When he’s not driving, Wacks enjoys doing 4H activities with his granddaughters on his land, just as he did with his son and daughter.

“To receive this honor is indescribable,” he said. “It’s kind of a shock. It’s amazing.”

Wacks said he has no intention of ending his career anytime soon.

“What I do for our men and women in uniform is near and dear to my heart. It’s family,” he said. “If the guys need stuff, if there is any way I can get it to them, I’ll get it there.”

Wacks said he loves to drive and he enjoys all the people he encounters. He’s survived two heart attacks but is being more careful with his diet and is exercising often so he can continue to do what he loves.

Unloading his goods by hand requires strength and a careful approach, he said.

“After years of doing it, you know how to handle things,” Wacks said.

Christy Beenenga, manager of the main store and home and garden store, said she is thrilled by Wacks’ selection to the Trucker Hall of Fame.

“It couldn’t have gone to a better, more deserving person,” she said. “He’s here whenever we need him for events. Wherever the mission calls, Bradley comes. He’s very enthusiastic about our customer mission and who we serve.

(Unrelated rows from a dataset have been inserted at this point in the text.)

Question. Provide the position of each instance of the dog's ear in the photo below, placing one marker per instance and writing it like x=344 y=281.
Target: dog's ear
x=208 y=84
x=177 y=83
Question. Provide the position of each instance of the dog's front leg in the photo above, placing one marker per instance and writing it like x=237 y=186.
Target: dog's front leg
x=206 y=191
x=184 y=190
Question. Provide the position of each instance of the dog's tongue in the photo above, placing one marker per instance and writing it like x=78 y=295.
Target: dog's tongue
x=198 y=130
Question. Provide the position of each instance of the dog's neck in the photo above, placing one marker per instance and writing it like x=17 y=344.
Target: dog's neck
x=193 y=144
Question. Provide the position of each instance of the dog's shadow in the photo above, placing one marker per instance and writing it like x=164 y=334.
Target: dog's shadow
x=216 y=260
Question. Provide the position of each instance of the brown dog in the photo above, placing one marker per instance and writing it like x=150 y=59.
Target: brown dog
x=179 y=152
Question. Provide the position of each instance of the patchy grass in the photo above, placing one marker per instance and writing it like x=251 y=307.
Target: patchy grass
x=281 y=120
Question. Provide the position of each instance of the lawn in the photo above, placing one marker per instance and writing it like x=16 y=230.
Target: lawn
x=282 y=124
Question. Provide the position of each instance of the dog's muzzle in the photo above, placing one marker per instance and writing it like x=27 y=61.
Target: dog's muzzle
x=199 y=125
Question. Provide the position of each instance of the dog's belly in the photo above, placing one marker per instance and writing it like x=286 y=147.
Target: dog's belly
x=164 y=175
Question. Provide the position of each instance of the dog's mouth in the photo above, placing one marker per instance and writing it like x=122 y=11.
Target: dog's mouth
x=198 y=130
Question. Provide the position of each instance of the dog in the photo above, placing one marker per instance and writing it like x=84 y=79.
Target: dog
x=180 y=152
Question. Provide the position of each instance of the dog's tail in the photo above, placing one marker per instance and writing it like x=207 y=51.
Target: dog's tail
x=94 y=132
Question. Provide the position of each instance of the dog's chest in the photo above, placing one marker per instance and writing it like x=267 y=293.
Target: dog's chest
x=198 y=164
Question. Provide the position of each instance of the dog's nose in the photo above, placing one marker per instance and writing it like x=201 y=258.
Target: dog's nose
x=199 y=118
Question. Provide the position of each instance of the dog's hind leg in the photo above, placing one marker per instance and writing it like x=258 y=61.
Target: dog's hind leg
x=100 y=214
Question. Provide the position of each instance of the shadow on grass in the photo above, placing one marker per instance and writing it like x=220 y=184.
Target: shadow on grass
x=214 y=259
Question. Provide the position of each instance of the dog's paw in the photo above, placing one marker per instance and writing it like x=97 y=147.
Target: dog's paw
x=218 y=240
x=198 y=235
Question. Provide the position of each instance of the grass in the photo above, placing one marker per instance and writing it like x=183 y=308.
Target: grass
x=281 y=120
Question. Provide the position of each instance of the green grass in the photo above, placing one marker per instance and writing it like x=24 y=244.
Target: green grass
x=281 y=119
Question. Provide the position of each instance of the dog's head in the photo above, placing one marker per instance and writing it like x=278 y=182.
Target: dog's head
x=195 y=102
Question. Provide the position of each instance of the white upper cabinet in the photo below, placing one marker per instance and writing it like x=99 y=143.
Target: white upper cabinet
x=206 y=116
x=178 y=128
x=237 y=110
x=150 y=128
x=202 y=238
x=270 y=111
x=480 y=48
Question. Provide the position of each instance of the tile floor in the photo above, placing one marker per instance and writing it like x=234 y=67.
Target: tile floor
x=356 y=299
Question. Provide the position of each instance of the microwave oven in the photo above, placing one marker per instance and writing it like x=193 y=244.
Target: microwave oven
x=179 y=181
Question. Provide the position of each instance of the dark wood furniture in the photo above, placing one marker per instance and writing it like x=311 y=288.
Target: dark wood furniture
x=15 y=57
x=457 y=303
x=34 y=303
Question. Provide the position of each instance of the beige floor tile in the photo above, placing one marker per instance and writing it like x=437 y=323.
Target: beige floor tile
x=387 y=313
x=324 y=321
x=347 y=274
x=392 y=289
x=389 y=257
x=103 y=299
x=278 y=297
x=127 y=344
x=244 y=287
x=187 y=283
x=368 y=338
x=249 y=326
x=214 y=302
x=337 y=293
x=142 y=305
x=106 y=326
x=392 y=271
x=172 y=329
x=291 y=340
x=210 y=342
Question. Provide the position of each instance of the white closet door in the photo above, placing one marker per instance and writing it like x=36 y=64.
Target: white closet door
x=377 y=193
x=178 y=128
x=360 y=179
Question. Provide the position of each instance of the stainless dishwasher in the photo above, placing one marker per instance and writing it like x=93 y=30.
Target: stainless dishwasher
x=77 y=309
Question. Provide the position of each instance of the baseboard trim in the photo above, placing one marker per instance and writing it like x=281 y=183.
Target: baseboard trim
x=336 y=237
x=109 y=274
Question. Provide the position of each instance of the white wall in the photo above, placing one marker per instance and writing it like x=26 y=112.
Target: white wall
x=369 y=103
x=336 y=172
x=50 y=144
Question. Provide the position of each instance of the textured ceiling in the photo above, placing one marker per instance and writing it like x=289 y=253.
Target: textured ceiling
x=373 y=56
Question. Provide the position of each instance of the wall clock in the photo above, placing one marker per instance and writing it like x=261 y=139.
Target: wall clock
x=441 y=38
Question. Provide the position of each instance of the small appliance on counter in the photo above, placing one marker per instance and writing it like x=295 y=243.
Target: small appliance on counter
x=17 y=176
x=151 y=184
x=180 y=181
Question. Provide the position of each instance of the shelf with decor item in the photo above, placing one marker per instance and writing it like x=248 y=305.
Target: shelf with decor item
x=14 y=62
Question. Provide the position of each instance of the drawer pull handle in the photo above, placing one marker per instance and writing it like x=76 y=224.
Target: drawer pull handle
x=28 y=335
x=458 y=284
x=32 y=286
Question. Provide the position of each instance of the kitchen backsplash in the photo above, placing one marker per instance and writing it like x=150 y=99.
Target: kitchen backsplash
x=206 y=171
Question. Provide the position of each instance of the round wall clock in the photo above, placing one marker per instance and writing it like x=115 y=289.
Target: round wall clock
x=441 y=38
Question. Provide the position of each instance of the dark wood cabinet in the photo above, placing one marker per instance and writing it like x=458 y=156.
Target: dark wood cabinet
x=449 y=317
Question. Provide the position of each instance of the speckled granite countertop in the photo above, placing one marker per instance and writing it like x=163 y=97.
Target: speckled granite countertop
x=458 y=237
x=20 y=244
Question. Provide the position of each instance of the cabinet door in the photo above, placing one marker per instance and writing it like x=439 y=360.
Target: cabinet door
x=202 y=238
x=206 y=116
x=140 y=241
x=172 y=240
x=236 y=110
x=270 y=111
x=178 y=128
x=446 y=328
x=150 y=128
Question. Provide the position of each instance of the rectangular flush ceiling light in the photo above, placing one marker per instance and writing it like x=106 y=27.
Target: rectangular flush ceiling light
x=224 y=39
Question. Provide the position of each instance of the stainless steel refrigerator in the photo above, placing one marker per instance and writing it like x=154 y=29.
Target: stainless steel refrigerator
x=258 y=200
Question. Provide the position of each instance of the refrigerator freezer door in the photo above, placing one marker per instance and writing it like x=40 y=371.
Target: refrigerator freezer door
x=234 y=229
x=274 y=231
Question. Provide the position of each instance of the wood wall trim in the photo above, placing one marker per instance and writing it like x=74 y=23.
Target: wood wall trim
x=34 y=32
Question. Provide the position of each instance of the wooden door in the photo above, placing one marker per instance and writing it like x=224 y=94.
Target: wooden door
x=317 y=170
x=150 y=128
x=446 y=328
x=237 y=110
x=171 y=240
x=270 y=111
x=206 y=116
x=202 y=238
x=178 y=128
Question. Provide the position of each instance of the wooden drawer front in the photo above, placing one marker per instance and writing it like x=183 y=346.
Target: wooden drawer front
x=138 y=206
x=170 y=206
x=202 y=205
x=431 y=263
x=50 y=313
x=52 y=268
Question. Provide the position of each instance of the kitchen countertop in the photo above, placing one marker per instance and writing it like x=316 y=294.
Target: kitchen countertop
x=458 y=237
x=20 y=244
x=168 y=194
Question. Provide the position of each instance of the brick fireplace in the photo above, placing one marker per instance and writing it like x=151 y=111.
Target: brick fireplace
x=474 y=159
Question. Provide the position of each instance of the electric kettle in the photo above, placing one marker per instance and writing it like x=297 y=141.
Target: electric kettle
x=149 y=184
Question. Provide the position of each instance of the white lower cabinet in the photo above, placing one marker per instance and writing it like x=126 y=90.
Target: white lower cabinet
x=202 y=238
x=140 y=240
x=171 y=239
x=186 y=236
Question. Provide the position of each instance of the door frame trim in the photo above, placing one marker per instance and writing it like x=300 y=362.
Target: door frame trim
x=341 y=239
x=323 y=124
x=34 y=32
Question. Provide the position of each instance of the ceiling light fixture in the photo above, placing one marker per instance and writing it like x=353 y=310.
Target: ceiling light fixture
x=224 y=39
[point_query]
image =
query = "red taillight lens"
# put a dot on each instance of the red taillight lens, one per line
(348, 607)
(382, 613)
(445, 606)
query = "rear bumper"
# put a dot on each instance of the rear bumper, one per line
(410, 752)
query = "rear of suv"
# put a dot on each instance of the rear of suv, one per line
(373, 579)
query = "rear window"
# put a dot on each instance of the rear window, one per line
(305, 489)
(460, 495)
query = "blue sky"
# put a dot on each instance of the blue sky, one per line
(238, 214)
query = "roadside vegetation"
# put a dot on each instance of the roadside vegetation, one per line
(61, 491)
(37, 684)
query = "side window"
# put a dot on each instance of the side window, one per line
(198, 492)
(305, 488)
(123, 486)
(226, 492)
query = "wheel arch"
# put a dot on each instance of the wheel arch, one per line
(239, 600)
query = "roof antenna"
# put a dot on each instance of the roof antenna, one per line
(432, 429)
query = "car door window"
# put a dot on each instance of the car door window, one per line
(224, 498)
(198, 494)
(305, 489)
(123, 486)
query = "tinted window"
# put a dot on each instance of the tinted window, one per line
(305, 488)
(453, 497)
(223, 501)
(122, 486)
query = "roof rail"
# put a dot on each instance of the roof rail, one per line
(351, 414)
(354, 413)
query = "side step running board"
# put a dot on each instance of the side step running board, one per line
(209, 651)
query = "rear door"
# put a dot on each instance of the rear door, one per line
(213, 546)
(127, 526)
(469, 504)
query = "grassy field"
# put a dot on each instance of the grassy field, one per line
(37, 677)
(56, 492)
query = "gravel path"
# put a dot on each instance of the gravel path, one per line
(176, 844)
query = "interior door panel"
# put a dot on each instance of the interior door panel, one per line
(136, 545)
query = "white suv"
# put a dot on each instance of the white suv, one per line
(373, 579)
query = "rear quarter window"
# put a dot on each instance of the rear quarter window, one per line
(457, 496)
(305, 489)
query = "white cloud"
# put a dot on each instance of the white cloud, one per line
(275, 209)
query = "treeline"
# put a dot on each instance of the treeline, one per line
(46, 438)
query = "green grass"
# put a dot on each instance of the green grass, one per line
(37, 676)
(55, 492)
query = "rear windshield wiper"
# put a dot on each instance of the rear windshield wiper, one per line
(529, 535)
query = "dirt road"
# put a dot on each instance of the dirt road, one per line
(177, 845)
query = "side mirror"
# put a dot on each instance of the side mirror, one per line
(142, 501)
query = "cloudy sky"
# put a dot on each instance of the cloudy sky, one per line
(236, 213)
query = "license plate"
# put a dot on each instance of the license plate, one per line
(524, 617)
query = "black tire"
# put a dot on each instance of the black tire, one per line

He is a great asset to the company.”

“Being named to the Hall of Fame is the culmination of Bradley’s career,” said Daniel Watkins, terminal manager, AAFES Dayton Terminal and Consolidation Center, and Wacks’ supervisor for 20 years. “He’s basically our example for other drivers to emulate.”

“He always gives 100 percent, and he always goes above and beyond to create a great experience for the store and the people he is delivering to,” Watkins said.

He also commended Wacks for serving as a mentor to less-experienced drivers.